Policy: VLAN 10 is completely restricted from communicating with any Branch client.

# Applied on Branch Router
access-list 10 deny 192.168.10.0 0.0.0.63
access-list 10 permit any
interface gig0/0
 ip access-group 10 out

B. Extended ACL (VLAN 20 & 30 Traffic Control)

Policy: VLAN 20 (Ping Only) and VLAN 30 (Web Only).

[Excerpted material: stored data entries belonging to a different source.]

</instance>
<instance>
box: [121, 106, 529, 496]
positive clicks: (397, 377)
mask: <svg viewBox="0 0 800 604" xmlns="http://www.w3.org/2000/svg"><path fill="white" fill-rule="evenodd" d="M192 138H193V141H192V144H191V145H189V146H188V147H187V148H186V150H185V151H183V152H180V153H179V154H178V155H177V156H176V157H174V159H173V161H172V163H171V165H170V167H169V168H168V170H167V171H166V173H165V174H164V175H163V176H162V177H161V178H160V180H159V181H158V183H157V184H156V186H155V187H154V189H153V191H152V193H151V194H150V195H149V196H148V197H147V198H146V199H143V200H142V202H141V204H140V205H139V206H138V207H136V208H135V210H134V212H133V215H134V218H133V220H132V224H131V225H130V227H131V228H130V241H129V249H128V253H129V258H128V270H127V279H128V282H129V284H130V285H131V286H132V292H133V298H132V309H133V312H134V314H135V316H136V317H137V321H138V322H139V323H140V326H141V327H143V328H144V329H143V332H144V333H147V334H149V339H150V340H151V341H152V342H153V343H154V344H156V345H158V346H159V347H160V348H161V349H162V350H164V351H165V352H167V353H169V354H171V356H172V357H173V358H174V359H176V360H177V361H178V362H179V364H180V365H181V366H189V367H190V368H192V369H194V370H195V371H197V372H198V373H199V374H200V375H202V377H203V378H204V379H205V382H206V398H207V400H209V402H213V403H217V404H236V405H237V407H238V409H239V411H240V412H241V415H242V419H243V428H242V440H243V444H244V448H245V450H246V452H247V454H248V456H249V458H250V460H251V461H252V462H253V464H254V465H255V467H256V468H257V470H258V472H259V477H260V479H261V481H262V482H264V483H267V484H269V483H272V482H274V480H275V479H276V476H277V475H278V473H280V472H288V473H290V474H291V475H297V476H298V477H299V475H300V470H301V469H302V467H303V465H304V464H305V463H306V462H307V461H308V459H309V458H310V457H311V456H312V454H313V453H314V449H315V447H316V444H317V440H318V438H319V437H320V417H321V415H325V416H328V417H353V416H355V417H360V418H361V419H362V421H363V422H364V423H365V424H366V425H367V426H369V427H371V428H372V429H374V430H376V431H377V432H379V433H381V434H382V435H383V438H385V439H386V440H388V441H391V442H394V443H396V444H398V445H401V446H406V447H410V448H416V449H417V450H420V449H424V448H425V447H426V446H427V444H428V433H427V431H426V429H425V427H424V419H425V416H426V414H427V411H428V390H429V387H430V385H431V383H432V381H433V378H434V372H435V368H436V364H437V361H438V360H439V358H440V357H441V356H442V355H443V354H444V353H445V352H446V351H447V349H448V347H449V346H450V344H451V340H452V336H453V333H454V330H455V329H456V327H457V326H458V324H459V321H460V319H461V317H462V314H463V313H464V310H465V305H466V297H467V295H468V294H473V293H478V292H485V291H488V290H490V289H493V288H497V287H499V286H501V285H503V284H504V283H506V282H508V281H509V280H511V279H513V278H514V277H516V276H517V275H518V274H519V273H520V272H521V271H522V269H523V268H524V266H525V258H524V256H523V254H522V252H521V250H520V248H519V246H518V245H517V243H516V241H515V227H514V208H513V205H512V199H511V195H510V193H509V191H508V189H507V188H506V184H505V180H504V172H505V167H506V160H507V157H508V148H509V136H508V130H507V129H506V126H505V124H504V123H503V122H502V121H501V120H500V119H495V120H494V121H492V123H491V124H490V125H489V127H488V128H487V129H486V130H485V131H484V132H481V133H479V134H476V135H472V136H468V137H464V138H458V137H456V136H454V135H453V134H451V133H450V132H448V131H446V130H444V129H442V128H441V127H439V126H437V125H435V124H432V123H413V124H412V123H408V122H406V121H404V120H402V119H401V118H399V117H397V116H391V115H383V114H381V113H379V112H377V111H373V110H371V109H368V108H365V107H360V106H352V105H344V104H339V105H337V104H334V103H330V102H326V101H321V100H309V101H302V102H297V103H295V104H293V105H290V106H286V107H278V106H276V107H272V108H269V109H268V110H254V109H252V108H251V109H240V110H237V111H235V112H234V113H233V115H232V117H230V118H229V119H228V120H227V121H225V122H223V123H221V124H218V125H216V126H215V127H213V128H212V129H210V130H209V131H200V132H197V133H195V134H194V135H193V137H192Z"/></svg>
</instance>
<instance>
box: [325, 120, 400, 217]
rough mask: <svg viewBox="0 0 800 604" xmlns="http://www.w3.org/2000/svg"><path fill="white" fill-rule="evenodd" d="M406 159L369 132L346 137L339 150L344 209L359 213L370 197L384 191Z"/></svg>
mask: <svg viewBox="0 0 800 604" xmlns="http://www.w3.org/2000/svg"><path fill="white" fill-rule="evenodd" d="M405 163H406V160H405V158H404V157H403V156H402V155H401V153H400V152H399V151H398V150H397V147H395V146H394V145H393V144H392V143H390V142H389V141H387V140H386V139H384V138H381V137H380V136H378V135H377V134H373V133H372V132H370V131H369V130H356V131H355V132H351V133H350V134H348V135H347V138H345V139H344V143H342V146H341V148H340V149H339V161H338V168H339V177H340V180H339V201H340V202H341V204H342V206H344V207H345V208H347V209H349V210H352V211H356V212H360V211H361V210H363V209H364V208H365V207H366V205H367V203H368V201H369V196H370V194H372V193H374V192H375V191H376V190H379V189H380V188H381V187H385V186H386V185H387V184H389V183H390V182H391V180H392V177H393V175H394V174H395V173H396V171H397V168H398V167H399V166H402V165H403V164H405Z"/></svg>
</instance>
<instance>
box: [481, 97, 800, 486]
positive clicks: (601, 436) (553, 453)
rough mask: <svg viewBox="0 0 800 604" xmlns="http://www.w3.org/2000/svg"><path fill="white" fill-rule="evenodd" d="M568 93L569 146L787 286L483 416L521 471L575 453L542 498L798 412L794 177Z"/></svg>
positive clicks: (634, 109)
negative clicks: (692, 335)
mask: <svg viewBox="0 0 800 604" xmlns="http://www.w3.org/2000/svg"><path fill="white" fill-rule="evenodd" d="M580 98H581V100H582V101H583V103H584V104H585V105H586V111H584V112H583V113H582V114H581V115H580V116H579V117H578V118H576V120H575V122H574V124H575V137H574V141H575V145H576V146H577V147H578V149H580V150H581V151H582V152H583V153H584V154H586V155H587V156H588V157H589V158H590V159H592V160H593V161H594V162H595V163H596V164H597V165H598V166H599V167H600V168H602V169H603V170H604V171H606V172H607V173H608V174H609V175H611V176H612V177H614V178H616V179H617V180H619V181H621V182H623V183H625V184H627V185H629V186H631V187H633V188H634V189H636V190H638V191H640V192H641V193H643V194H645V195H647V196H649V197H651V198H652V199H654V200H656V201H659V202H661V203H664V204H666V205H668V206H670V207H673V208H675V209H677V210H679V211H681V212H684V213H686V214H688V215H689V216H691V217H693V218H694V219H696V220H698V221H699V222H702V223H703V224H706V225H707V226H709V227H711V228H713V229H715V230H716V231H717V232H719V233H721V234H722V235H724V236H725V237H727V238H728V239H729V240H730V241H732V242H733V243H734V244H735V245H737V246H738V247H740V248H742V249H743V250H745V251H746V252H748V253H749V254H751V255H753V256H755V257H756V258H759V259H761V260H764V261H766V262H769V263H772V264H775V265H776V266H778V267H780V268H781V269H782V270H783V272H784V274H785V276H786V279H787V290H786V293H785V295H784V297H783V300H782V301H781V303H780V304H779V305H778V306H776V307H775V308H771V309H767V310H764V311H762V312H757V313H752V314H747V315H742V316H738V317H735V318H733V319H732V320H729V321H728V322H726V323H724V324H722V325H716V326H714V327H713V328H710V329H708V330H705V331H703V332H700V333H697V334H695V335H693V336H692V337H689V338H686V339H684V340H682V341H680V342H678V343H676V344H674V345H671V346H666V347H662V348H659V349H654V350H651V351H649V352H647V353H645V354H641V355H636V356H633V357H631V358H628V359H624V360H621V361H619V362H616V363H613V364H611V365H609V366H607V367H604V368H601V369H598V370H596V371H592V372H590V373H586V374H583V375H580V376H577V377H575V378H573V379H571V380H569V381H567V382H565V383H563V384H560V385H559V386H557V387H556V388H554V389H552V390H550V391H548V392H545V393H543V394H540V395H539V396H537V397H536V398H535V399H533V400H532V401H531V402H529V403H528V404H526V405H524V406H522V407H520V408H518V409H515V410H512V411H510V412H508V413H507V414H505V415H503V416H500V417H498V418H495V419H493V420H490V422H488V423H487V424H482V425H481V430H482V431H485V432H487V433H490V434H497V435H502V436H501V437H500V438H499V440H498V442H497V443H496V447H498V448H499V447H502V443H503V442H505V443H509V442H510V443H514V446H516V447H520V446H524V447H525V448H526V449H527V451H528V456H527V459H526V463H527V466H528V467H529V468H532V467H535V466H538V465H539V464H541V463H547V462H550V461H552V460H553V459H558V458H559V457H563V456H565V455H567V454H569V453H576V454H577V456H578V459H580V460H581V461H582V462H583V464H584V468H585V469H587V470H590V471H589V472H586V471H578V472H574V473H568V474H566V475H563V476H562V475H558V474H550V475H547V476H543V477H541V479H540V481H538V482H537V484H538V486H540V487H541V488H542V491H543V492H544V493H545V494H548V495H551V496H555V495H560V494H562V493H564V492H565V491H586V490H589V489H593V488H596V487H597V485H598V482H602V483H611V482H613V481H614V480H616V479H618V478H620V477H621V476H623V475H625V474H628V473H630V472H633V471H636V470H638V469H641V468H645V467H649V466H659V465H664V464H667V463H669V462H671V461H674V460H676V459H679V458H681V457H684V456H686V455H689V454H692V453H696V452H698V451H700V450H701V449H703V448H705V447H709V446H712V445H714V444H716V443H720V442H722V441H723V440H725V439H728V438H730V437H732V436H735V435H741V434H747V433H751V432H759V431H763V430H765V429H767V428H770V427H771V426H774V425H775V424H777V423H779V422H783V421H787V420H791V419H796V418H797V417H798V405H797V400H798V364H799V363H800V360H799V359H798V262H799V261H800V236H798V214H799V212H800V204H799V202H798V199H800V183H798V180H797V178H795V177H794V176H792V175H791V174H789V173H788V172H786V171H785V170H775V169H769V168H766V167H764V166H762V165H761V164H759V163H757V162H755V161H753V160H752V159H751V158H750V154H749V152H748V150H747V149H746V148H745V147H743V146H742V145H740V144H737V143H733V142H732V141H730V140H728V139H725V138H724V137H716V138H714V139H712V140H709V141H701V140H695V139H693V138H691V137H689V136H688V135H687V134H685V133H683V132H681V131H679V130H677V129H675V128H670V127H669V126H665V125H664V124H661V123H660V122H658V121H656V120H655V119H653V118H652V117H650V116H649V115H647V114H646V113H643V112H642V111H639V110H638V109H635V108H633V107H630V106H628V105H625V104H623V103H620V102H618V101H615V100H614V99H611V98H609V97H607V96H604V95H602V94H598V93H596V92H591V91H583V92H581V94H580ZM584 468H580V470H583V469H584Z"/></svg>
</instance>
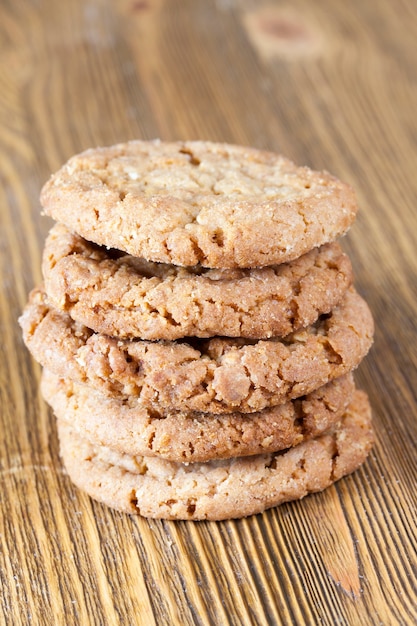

# Applied on HQ Core Router
access-list 100 permit icmp 192.168.10.64 0.0.0.31 192.168.12.0 0.0.0.255
access-list 100 deny tcp 192.168.10.64 0.0.0.31 192.168.12.0 0.0.0.255 eq 80
access-list 100 deny icmp 192.168.10.96 0.0.0.15 192.168.12.0 0.0.0.255
access-list 100 permit tcp 192.168.10.96 0.0.0.15 192.168.12.0 0.0.0.255 eq 80
access-list 100 permit ip any any

interface gig0/0.20
 ip access-group 100 in
interface gig0/0.30
 ip access-group 100 in

C. ACL Verification Matrix

Source VLAN Action: PING Action: BROWSE
VLAN 10 (Service) DENY DENY
VLAN 20 (IT) PERMIT DENY
VLAN 30 (Admin) DENY PERMIT

11. Branch Web Server & DNS Setup

A dedicated server has been added to the Branch Network to test cross-site browsing and verify ACL traffic filtering policies.

Branch Server (Static IP)

  • IP Address: 192.168.12.50
  • Subnet Mask: 255.255.255.0
  • Default Gateway: 192.168.12.1
  • DNS Server: 192.168.11.4

DNS Record (On 192.168.11.4)

Add this record to the Central DNS Server to allow domain resolution:

Name: www.branch.com
Type: A Record
Address: 192.168.12.50

Verification of ACL Logic for Branch Server

Use these steps to prove the Extended and Standard ACLs are working as intended:

Source PC Test Action Target Expected Result
VLAN 10 Any Access www.branch.com FAILED (Standard ACL)
VLAN 20 Ping 192.168.12.50 SUCCESS
VLAN 20 Browse Web www.branch.com TIMEOUT (Extended ACL)
VLAN 30 Ping 192.168.12.50 FAILED (Extended ACL)
VLAN 30 Browse Web www.branch.com SUCCESS
Pro Tip: If www.branch.com doesn't load for VLAN 30, ensure the Branch Router has a route back to the DNS Server (192.168.11.4) so the DNS query can be completed before the HTTP request begins.